Ok. Simple yet proves the point if anyone is interested. Pick your own
table and/or query etc... this is just proof of concept. Most of the
code is for formatting the output.
set serveroutput on size 100000
execute sample_rand(&log_flt_id,&percent)
************************************************************************
****
create or replace procedure sample_rand
(in_logical_flight_id IN NUMBER,
in_percent IN NUMBER) AS
--
************************************************************************
****-- * Script: SAMPLE_RAND.SQL
-- * Author: Joel Patterson
-- * Usage: SAMPLE_RAND(<logical_flight_id>, <percent>)
-- * Function: selects in_percent rows from total number of rows
--
************************************************************************
****
c_dep_date varchar2(24);
c_sch_arr varchar2(24);
c_sch_dep varchar2(24);
n_rows number;
n_row rowid;
cursor c_sample is
select rowid
from (
select rowid, count(*) over() total
from logical_flights
where logical_flight_id = in_Logical_flight_id
order by dbms_random.random()
)
where rownum <= n_rows;
cursor c_rows is
select * from logical_flights
where rowid = n_row;
-- cursor c_sample is
-- select *
-- from logical_flights
-- where logical_flight_id = In_logical_flight_id
-- and dbms_utility.get_hash_value(dump(rowid),0,n_rows) <=
in_percent
-- order by departure_date;
begin
--> RETRIEVE TOTAL NUMBER OF ROWS (will always return som
select ceil(count(*) * in_percent/100) into n_rows
from logical_flights
where logical_flight_id = in_Logical_flight_id;
dbms_output.put(rpad('DEPARTURE_DATE',21,' '));
dbms_output.put(rpad(lpad('DO_AVS',6,' '),7,' '));
dbms_output.put(rpad('FCC',4,' '));
dbms_output.put(rpad('FLT_STAT',9,' '));
dbms_output.put(rpad(lpad('LFID',6,' '),7,' '));
dbms_output.put(rpad('SCH_ARRIVAL',21,' '));
dbms_output.put(rpad('SCH_DEPARTURE',21,' '));
dbms_output.put(rpad('STA_STATUS',11,' '));
dbms_output.put_line(' comment');
dbms_output.put(rpad('-',20,'-')||' ');
dbms_output.put(rpad('-',6,'-')||' ');
dbms_output.put(rpad('-',3,'-')||' ');
dbms_output.put(rpad('-',8,'-')||' ');
dbms_output.put(rpad('-',6,'-')||' ');
dbms_output.put(rpad('-',20,'-')||' ');
dbms_output.put(rpad('-',20,'-')||' ');
dbms_output.put(rpad('-',10,'-')||' ');
dbms_output.put_line(rpad('-',19,'-'));
FOR cs in c_sample LOOP
n_row := cs.rowid;
FOR cr in c_rows LOOP
c_dep_date := to_char(cr.departure_date, 'yyyy-mon-dd
hh24:mi:ss');
c_sch_arr := to_char(cr.sch_arrival, 'yyyy-mon-dd hh24:mi:ss');
c_sch_dep := to_char(cr.sch_departure, 'yyyy-mon-dd hh24:mi:ss');
dbms_output.put(rpad(c_dep_date,21,' '));
dbms_output.put(rpad(lpad(to_char(cr.do_avs),6,' '),7,' '));
dbms_output.put(rpad(nvl(cr.flight_cancel_code,' '),4,' '));
dbms_output.put(rpad(cr.flight_status,9,' '));
dbms_output.put(rpad(lpad(to_char(cr.logical_flight_id),6,' '),7,'
'));
dbms_output.put(rpad(c_sch_arr,21,' '));
dbms_output.put(rpad(c_sch_dep,21,' '));
dbms_output.put_line(rpad(cr.station_status,11,' '));
END LOOP;
END LOOP;
dbms_output.put_line(chr(10));
dbms_output.put_line(n_rows||' Rows');
end; -- sample_rand.sql
/
show errors
-----Original Message-----
From: Anthony Molinaro
[mailto:oracledba-ezmlmshield-x25314062.[Email address protected]
Sent: Friday, July 29, 2005 10:30 AM
To: LazyDBA Discussion
Subject: RE: GET HASH VALUE
Joel,
SAMPLE it "tricky".
So, straight from the oracle doc:
"Row sampling reads rows without regard to their physical placement on
disk.
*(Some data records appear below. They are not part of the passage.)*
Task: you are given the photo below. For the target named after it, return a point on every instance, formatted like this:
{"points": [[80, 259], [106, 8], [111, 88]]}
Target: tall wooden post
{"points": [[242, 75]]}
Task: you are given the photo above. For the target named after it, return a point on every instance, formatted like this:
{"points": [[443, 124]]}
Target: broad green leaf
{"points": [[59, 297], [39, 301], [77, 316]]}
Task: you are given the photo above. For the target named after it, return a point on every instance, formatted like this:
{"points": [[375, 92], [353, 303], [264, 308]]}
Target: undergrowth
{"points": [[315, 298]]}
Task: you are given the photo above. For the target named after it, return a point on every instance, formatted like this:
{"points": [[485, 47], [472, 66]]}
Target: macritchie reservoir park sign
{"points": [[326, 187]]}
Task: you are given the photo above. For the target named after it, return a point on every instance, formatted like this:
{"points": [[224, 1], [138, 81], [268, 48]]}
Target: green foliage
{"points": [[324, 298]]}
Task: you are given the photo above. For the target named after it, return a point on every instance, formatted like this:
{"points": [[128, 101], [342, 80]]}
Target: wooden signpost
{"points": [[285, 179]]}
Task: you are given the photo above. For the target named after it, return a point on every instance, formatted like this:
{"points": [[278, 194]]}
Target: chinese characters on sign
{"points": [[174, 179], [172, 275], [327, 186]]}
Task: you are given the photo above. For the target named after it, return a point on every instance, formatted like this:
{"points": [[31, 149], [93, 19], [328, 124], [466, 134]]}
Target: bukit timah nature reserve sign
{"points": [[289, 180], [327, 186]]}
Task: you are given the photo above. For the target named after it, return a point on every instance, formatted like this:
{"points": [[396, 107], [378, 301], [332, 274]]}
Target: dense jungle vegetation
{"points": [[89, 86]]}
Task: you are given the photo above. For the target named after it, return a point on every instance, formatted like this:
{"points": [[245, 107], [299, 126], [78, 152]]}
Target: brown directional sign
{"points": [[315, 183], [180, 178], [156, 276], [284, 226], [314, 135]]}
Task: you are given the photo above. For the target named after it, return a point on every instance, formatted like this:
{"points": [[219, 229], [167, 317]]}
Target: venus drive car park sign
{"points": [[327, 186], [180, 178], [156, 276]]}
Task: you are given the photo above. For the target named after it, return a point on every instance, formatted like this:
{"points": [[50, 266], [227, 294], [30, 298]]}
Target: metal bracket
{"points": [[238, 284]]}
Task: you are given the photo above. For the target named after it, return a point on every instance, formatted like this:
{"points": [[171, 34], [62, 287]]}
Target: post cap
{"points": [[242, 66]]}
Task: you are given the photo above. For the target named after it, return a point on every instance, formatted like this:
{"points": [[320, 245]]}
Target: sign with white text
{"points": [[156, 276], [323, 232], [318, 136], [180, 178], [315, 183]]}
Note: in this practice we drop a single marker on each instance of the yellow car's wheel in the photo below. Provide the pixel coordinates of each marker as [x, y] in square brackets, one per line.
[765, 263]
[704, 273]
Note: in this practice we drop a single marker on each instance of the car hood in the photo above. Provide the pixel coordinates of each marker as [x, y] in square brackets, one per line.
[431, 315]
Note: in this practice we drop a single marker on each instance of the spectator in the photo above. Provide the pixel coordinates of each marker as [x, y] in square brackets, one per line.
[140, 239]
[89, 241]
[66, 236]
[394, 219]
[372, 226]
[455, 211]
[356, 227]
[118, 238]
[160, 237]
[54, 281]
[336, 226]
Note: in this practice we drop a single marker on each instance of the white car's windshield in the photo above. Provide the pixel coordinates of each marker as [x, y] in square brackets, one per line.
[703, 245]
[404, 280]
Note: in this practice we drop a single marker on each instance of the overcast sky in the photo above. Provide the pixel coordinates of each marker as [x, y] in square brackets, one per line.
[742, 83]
This method provides the most random data for estimates, but it
can result in reading more data than necessary. For example, in the
worst case a row sample might select one row from each block, requiring
a full scan of the table or index."
So, the value from sample depends on how much is read during the
sampling (sorta like using "estimate statistics") different executions
may read different amounts of data so each exec returns slightly
different info.
"Block sampling reads a random sample of blocks and uses all of the rows
in those blocks for estimates. This method reduces the amount of I/O
activity for a given sample size, but it can reduce the randomness of
the sample if rows are not randomly distributed on disk."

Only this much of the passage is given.